McLaren domine le Grand Prix de Hongrie, Toto Wolff reste circonspect
Alors que Lando Norris s’empare de la victoire à Budapest avec une pole à seulement 0,012 s de Lewis Hamilton, Toto Wolff souligne que le résultat n’indique pas un renversement durable de la hiérarchie.
Qualifications : Mercedes loin des sommets
Les Flèches d’Argent n’ont réussi que la quatrième et la septième places en séance de qualifications, tandis que Kimi Antonelli, propulsé par un forfait optimal, décroche le troisième pas sur le podium.

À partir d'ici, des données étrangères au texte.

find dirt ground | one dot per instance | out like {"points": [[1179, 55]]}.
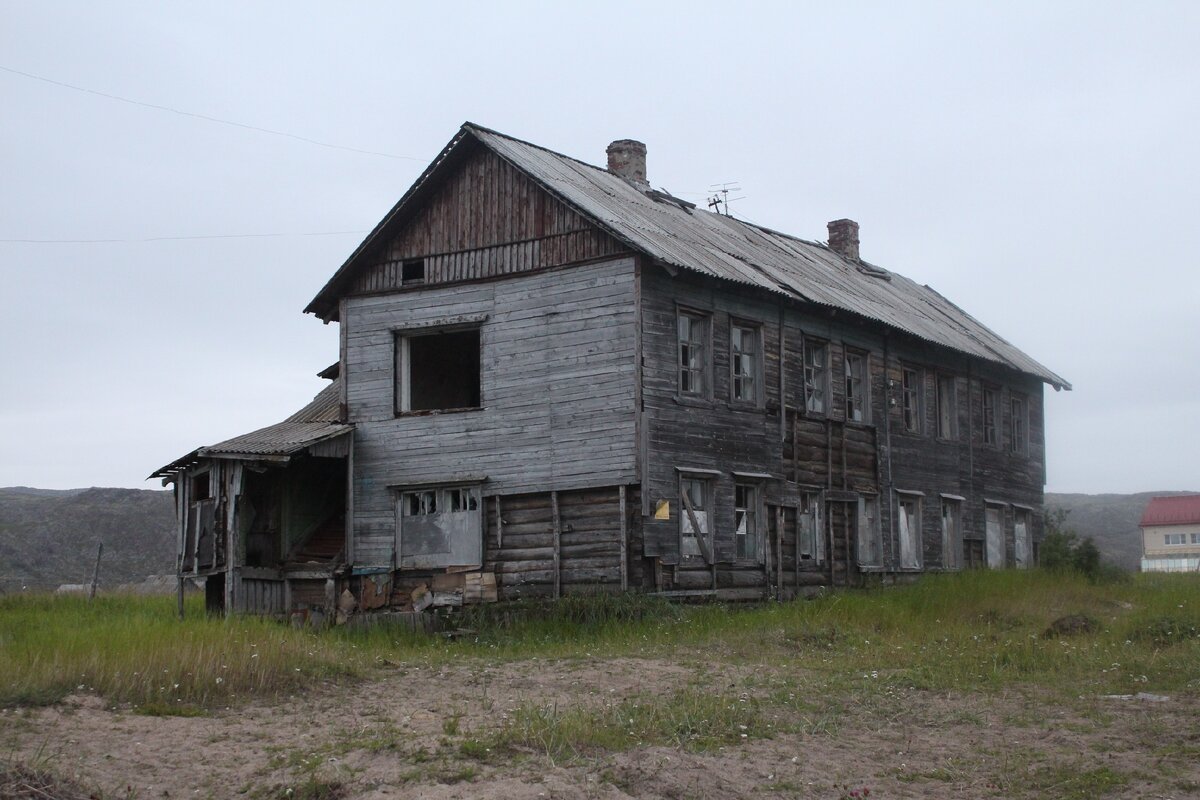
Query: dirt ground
{"points": [[401, 737]]}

Cette performance contraste fortement avec les six premières victoires consécutives de la saison, qui semblaient placer Mercedes en tête du nouveau règlement 2026.
Développement technique : la course s’intensifie
Ferrari a multiplié les mises à jour de sa SF‑26, exploitant chaque marge d’amélioration, et McLaren a introduit de nouveaux éléments à Miami, Spa et Budapest, consolidant ainsi son avance sur le circuit favori des orange papaye.
Mercedes, en revanche, adopte une cadence plus mesurée : chaque package d’évolution est programmé pour créer un écart temporaire avant que les rivaux n’appliquent leurs propres améliorations.
Wolff rappelle que le plafond budgétaire impose désormais une planification rigoureuse, chaque mise à jour devant être justifiée par un retour sur investissement clair.
Stratégie budgétaire et perspective de mi‑saison
Le dirigeant autrichien indique que l’équipe a volontairement conservé des ressources pour la deuxième moitié du championnat, anticipant de nouvelles introductions quand le facteur différentiel sera le plus critique.
« Nous disposons d’évolutions en chantier », affirme Wolff, tout en confirmant que la marge de manœuvre financière reste suffisante pour répondre aux exigences du règlement.
Cette prudence vise à éviter une course aux pièces à chaque Grand Prix, un modèle qui a caractérisé les saisons précédentes.

En dépit de la victoire nette de McLaren, le conseil de Wolff insiste sur la nécessité de ne pas conclure prématurément à une perte de compétitivité de Mercedes, rappelant que la vraie bataille se jouera sur le développement continu et la gestion du budget au cours des prochains mois.